Rz. 62
Verfügbare und eindeutig vorteilhaftere Handlungsalternativen
Nach § 2 Satz 1 FVerlV, § 6 Abs. 1 Satz 3 FVerlV und § 6 Abs. 4 Satz 2 FVerlV sollen für die Bewertung von Transferpaketen bei Funktionsverlagerungen die jeweiligen Handlungsalternativen sowohl bei der Ermittlung des jeweiligen Barwerts der finanziellen Überschüsse als auch bei der Ermittlung des jeweiligen Grenzpreises berücksichtigt werden. Im Hinblick auf die Berücksichtigung alternativer Handlungsmöglichkeiten führen die VWG-Funktionsverlagerung in Rz. 96 aus, dass für den anzustellenden Fremdvergleich die rechtliche und wirtschaftliche Position der Vertragspartner zu berücksichtigen sei. Bestehen etwa für das übernehmende Unternehmen konkrete, realistische und eindeutig vorteilhaftere Handlungsmöglichkeiten, so wird ein ordentlicher und gewissenhafter Geschäftsleiter versuchen, aus diesen bestehenden Handlungsmöglichkeiten einen Verhandlungsvorteil abzuleiten und diesen in die Preisverhandlungen zu seinen Gunsten einzubringen. Demgegenüber wird ein ordentlicher und gewissenhafter Geschäftsleiter des übertragenden Unternehmens nicht bereit sein, einen wirtschaftlichen Vorteil ganz oder teilweise unentgeltlich abzugeben, wenn z. B. konkret die Möglichkeit bestünde, einen höheren Preis für die Abgabe der Funktion zu erzielen; er würde vielmehr versuchen, ein optimales Ergebnis für das von ihm vertretene, verlagernde Unternehmen zu erreichen. Diese Aussagen der Finanzverwaltung stellen letztlich zutreffende Konkretisierungen des Fremdvergleichsgrundsatzes dar. Ferner wirkt sich die Berücksichtigung alternativer Handlungsmöglichkeiten nach zutreffender Auffassung der Finanzverwaltung ausschließlich auf die Ermittlung der jeweiligen Grenzpreise aus.
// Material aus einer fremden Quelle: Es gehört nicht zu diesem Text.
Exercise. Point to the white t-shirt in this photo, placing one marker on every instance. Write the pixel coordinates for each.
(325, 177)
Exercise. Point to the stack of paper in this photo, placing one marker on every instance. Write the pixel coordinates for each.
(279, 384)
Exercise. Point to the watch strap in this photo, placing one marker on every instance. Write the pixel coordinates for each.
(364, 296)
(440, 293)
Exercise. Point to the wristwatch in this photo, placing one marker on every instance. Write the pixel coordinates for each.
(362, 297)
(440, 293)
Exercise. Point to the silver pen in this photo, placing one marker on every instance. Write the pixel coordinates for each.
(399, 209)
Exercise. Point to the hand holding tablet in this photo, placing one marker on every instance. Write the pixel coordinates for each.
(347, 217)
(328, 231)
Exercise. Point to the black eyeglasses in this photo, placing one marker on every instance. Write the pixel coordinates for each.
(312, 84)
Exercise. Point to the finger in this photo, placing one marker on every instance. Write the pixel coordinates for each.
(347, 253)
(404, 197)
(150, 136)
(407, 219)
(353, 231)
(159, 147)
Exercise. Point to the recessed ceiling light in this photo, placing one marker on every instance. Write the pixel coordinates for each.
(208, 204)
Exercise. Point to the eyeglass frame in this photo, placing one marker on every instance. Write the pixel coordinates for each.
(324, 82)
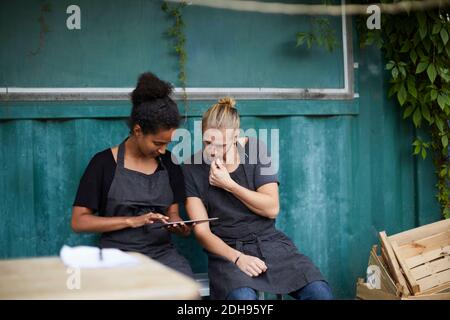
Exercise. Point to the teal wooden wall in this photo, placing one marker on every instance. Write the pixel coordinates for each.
(346, 167)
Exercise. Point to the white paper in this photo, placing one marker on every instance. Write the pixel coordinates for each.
(89, 257)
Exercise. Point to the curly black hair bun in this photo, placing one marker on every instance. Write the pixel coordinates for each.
(150, 87)
(153, 109)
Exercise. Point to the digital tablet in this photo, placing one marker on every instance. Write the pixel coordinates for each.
(186, 222)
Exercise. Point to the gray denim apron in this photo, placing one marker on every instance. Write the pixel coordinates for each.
(288, 269)
(134, 193)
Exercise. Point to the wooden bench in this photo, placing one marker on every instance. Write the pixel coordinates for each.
(203, 282)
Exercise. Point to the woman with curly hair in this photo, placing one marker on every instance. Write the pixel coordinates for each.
(136, 187)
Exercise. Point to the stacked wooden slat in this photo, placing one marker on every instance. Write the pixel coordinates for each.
(414, 264)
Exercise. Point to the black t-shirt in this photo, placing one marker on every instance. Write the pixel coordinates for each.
(99, 174)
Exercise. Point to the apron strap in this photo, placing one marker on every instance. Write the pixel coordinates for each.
(121, 155)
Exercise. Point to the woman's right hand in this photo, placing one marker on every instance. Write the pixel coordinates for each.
(251, 266)
(148, 218)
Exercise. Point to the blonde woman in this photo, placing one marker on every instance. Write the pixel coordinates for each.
(246, 252)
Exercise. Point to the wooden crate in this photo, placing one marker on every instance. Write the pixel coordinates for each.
(421, 256)
(363, 292)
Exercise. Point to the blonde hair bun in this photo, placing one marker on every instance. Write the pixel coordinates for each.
(228, 101)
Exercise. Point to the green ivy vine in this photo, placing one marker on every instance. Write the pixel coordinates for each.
(416, 47)
(176, 32)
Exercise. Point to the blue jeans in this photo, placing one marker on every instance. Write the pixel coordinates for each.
(316, 290)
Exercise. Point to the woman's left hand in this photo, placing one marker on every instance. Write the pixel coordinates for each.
(180, 229)
(219, 176)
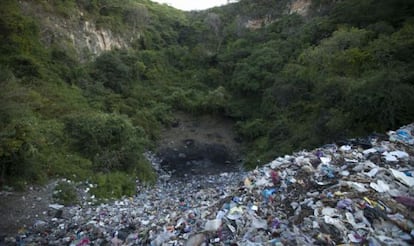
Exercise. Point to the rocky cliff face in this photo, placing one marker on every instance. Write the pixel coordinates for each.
(76, 33)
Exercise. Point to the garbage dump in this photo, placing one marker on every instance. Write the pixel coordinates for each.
(356, 193)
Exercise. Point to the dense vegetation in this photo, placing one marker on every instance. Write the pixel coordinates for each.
(344, 70)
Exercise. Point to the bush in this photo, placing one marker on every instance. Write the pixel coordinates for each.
(113, 185)
(110, 141)
(65, 193)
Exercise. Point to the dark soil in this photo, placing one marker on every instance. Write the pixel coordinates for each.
(199, 145)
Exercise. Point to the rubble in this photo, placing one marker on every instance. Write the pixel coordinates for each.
(350, 194)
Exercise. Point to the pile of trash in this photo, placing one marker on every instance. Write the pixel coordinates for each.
(358, 193)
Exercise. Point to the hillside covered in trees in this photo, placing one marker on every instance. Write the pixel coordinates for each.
(289, 77)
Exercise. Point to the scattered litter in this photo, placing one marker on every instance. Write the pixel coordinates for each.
(356, 194)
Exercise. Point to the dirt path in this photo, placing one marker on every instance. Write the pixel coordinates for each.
(205, 128)
(19, 210)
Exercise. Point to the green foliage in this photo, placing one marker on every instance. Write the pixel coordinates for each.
(110, 140)
(65, 193)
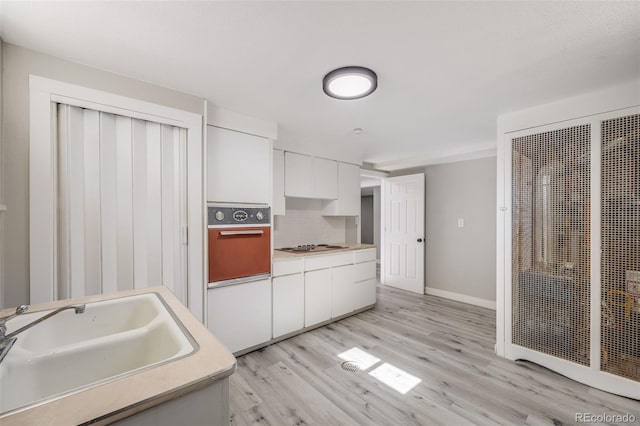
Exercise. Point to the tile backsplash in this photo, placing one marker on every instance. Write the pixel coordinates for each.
(304, 224)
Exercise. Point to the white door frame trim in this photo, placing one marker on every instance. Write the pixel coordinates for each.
(44, 93)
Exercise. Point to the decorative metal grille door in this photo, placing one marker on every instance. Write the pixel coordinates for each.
(550, 242)
(620, 328)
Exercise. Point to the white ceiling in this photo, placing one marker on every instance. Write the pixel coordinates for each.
(446, 69)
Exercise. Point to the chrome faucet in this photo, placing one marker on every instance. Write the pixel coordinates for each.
(7, 340)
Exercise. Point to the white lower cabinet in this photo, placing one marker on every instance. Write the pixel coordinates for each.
(364, 276)
(364, 294)
(288, 304)
(342, 294)
(240, 315)
(317, 296)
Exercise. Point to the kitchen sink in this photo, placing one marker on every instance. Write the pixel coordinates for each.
(69, 352)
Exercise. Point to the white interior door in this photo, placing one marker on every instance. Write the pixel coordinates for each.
(404, 232)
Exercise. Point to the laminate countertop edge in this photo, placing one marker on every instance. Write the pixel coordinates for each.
(281, 255)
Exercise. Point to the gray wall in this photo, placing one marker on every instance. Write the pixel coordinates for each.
(376, 219)
(461, 260)
(366, 218)
(18, 63)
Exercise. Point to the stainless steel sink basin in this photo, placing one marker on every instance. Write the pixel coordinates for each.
(69, 352)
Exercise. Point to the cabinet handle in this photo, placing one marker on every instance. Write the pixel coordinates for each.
(250, 232)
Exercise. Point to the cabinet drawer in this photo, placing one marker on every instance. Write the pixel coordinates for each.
(312, 263)
(364, 271)
(287, 267)
(364, 255)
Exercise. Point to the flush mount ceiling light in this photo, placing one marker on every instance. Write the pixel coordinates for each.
(350, 83)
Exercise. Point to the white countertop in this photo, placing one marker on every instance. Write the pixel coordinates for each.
(283, 255)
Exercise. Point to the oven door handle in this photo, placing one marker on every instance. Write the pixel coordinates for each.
(249, 232)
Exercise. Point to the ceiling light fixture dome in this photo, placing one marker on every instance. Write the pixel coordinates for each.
(350, 82)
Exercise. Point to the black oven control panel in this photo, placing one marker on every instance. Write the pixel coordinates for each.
(224, 215)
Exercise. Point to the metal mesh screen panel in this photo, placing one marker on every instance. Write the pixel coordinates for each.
(620, 328)
(550, 236)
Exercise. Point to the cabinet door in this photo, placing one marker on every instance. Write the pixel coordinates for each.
(298, 175)
(238, 167)
(240, 315)
(278, 204)
(325, 179)
(364, 293)
(348, 202)
(288, 304)
(342, 294)
(317, 296)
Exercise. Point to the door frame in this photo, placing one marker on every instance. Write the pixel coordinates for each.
(44, 94)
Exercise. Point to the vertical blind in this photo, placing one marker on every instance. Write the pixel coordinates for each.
(121, 193)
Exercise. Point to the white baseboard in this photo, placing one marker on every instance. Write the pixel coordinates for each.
(490, 304)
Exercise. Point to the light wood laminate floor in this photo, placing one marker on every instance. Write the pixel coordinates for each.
(448, 345)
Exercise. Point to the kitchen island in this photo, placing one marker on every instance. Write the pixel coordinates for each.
(191, 389)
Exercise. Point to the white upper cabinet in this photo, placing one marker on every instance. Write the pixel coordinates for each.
(348, 202)
(326, 179)
(298, 175)
(238, 167)
(278, 203)
(310, 177)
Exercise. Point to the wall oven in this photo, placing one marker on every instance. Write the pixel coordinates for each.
(239, 241)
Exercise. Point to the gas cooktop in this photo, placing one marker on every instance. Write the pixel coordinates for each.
(311, 248)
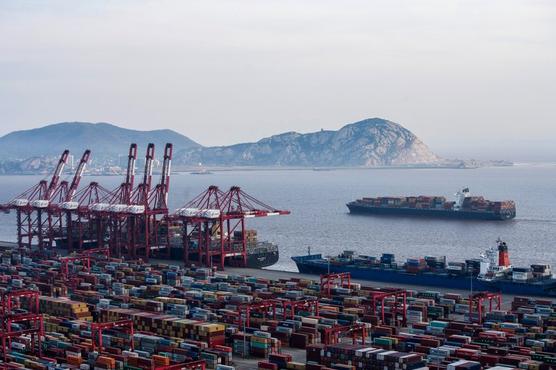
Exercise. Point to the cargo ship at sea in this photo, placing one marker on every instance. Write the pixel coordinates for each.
(465, 206)
(491, 272)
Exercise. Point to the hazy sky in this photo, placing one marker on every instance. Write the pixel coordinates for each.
(471, 78)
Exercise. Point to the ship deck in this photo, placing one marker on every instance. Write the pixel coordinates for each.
(279, 274)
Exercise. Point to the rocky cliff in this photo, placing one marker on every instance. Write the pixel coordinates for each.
(371, 142)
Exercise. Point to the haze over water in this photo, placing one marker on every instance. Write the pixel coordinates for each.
(320, 218)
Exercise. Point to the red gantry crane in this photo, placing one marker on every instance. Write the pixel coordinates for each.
(30, 207)
(212, 223)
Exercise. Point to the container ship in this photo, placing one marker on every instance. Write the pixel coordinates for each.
(491, 272)
(465, 206)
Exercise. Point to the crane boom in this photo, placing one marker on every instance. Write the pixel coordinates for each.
(148, 174)
(132, 157)
(57, 173)
(165, 176)
(78, 174)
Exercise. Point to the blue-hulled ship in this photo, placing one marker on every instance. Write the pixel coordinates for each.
(491, 272)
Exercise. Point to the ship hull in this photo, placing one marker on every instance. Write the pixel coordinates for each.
(309, 265)
(429, 213)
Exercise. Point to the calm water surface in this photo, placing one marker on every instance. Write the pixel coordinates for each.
(320, 220)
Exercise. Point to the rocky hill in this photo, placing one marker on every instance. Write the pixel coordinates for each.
(368, 143)
(371, 142)
(106, 140)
So heißt es in Rz. 117 der VWG-Funktionsverlagerung, dass realistischerweise verfügbare und eindeutig vorteilhaftere Handlungsalternativen bei der Bestimmung des Mindestpreises (des verlagernden Unternehmens) berücksichtigt werden müssen, was zutreffend mit deren Einfluss auf diesen Grenzpreis begründet wird.
Rz. 63
Vergleich mit transferpaketbezogener Preisgrenze
Aus betriebswirtschaftlicher Sicht stehen sich bei Preisbildungsprozessen 2 voneinander unabhängige Entscheidungsträger mit individuellen Zielfunktionen gegenüber, die nur dann zu einem Ergebnis gelangen können, wenn ihre Interessen in angemessener Weise gewahrt werden. Damit gilt für die Herstellung eines Interessenausgleichs als Grundvoraussetzung, dass beide Seiten den Bedingungen eines Transfers nur dann zustimmen können, wenn sich diese – zumindest langfristig – nicht negativ auf das Betriebsergebnis der von ihnen vertretenen Unternehmen auswirken. Um dies beurteilen zu können, ist eine vorherige Festlegung der individuellen Entscheidungssituationen der Geschäftspartner durch Ermittlung der individuellen Preisgrenzen sowie der Handlungsalternativen erforderlich, die sowohl dem Anbieter als auch dem Nachfrager neben dem zu beurteilenden Liefer- bzw. Leistungstransfer offenstehen. Rationales Verhalten unterstellt, würde jeder der unabhängigen Entscheidungsträger seinen Grenzpreis nach der letztlich günstigsten, d. h. vorteilhaftesten, alternativen Handlungsmöglichkeit ermitteln. Dies erfordert, dass die Handlungsalternativen zu identifizieren und zu bewerten sind. Sowohl aus Sicht des verlagernden wie aus Sicht des übernehmenden Unternehmens ist vor diesem Hintergrund die bezogen auf das Transferpaket bestimmte jeweilige Preisgrenze (Mindestpreis des verlagernden Unternehmens bzw. Höchstpreis des übernehmenden Unternehmens) mit der jeweiligen günstigsten alternativen Handlungsmöglichkeit zu vergleichen. Führt dieser Vergleich zu einem Grenzpreis, der das betreffende Unternehmen besserstellt, ist dieser Grenzpreis für die Einigungsbereichsbetrachtung maßgeblich.